XML/XSLT

Improving Performance of XML Serializers in .Net

June 23rd, 2008

1. Problem background

.Net infrastructure makes it very easy to define and use strongly typed wrappers (XML serializes) to read from and write to an XML document. Default implementation of this support comes with a performance penalty that your program pays at run-time. By default, at runtime, .Net infrastructure will generate a serializer class on the fly, compile it using C# compiler into a temporary assembly, load the assembly and then use the generated class. Startup time cost of doing so is obvious, and may not be acceptable in many scenarios. In addition if compiler is not available in production (not installed, or disabled to run by policy), application will simply fail. This article shows how to address the problem by explicitly generating serialization assemblies and shipping them along with your application.

2. Creating sample project

Lets start by creating a sample project that uses XML serialization and demonstrating the problem. In Visual Studio go to File/New/Project…, select Visual C#/Windows/Console Application. Input “XmlSerializerLab” for the project name and hit OK.

Now that we have generated default console template let add very simple code that creates and uses XML serialization infrastructure. Below are the modifications to generated Program.cs with explanations:

   1:  using System;
   2:  using System.IO;
   3:  using System.Xml.Serialization;
   4:   
   5:   
   6:  namespace XmlSerializerLab
   7:  {
   8:   [XmlRootAttribute("MyRoot")]
   9:   public class MyXmlRoot
  10:   {
  11:   }
  12:   
  13:   class Program
  14:   {
  15:     static void Main(string[] args)
  16:     {
  17:       // create strongly typed content
  18:       MyXmlRoot root = new MyXmlRoot();
  19:   
  20:       // create serializer
  21:       var serializer = new XmlSerializer(
  22:         typeof(MyXmlRoot));
  23:   
  24:       // serialize
  25:       var ms = new MemoryStream();
  26:       serializer.Serialize(ms, root);
  27:   
  28:       // verify serialized XML
  29:       ms.Position = 0;
  30:       Console.WriteLine(
  31:         new StreamReader(ms).ReadToEnd());
  32:      }
  33:    }
  34:  }

 

Lines 2-3 import namespaces for XML serializer and stream support

Lines 8-11 define the simplest possible class to represent our XML document. We only represent the top level element which should suffice for our test.
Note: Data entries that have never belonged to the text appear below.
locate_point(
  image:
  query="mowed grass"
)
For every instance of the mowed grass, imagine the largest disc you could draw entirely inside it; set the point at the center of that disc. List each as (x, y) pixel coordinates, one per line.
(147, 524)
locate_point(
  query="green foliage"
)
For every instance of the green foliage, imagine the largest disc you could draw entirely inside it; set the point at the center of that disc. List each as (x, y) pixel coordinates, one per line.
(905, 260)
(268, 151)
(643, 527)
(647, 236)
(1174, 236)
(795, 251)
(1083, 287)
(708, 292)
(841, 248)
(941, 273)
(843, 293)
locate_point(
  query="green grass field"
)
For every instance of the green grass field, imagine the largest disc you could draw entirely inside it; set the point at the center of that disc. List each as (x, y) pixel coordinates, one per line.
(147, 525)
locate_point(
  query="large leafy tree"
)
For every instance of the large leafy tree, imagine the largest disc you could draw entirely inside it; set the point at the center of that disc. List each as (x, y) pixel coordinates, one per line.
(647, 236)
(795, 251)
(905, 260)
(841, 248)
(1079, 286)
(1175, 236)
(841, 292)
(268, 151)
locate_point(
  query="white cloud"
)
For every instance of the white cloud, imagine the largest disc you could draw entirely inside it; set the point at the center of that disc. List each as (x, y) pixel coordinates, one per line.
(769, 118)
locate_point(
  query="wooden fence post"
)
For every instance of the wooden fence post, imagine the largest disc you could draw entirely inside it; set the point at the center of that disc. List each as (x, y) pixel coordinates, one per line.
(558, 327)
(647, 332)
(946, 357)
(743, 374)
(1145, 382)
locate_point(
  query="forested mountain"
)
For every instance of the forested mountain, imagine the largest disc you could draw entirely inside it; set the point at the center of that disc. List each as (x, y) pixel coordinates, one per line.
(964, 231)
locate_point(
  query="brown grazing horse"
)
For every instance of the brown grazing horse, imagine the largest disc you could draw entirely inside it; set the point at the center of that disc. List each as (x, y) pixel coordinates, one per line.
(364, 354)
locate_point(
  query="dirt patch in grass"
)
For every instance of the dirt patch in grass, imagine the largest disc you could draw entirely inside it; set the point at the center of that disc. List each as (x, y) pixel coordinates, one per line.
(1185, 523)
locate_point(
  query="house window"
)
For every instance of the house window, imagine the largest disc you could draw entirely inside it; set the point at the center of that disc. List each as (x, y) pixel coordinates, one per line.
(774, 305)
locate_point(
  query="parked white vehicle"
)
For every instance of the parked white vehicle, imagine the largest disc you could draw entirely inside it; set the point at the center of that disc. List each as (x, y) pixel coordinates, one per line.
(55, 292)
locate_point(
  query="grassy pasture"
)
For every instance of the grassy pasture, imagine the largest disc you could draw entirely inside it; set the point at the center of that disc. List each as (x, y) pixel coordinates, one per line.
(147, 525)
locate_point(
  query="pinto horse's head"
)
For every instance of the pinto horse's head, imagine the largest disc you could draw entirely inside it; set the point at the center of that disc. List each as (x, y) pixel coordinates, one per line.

Line 18 creates an instance of strongly typed class that we will serialize using framework

Lines 20-26 serialize our instance into memory stream

Lines 28-31 print the content of the memory stream to standard output so we can eyeball the resulting XML content

If you run your application now you should see something similar to:

image

3. Verifying the default implementation

Now we can add some code to verify that .Net runtime tries to use pre-generated serializers before generating and compiling them on the fly. By default .Net runtime will look for serializer in “AssemblyName.XmlSerializers.dll”, where “AssemblyName” is the name of the assembly that contains the actual class being serialized (MyXmlRoot in our example). To verify we will listen to domain’s AssemblyResolve event and print all the assemblies that .Net loader tried to locate but failed.

   1:  using System;
   2:  using System.IO;
   3:  using System.Xml.Serialization;
   4:   
   5:   
   6:  namespace XmlSerializerLab
   7:  {
   8:   [XmlRootAttribute("MyRoot")]
   9:   public class MyXmlRoot
  10:   {
  11:   }
  12:   
  13:   class Program
  14:   {
  15:     static void Main(string[] args)
  16:     {
  17:       AppDomain.
  18:         CurrentDomain.AssemblyResolve +=
  19:         (sender, e) =>
  20:       {
  21:         Console.WriteLine("Not found: {0}",
  22:           e.Name);
  23:         return null;
  24:       };
  25:       
  26:       // create strongly typed content
  27:       MyXmlRoot root = new MyXmlRoot();
  28:   
  29:       // create serializer
  30:       var serializer = new XmlSerializer(
  31:         typeof(MyXmlRoot));
  32:   
  33:       // serialize
  34:       var ms = new MemoryStream();
  35:       serializer.Serialize(ms, root);
  36:   
  37:       // verify serialized XML
  38:       ms.Position = 0;
  39:       Console.WriteLine(
  40:         new StreamReader(ms).ReadToEnd());
  41:      }
  42:    }
  43:  }

 

Lines 17-24 subscribe to AssemblyResolve event and output the name of the assembly being located to the console. If you run application now, you will see that .Net loader was trying to load serialization assembly for MyXmlRoot class twice. First it attempted to locate an assembly using its strong name (XmlSerializerLab.XmlSerializers, Version=1.0.0.0, Culture=neutral, PublicKeyToken=null) and then assuming the assembly is not signed (XmlSerializerLab.XmlSerializers).

4. Solution

As I mention in the very beginning of the article solution is really simple: we need to pre-generate serialization assemblies at build time and ship them with our application. Please note that Visual Studio has a project attribute “Generate serialization assembly” in project properties/Build tab/Output section. Contrary to what its name implies, it won’t do you any good, unless you project contains Web service proxies. I’m not sure if this is by design or simply a bug, but for everything else adding an explicit post-build script (sgen /a:"$(TargetPath)" /force) will do it. Make sure that “sgen” utility is in the PATH or its full path is explicitly resolved. Alternatively you can run the command manually from Visual Studio command line. Start VS command line, change your active folder to our project’s bin/Debug and run the following:

image

If you examine Debug folder now, you will find that “XmlSerializerLab.XmlSerializers.dll” was created. Run you application now. You will see that no assembly resolution events are fired by .Net loader and startup time is considerably faster.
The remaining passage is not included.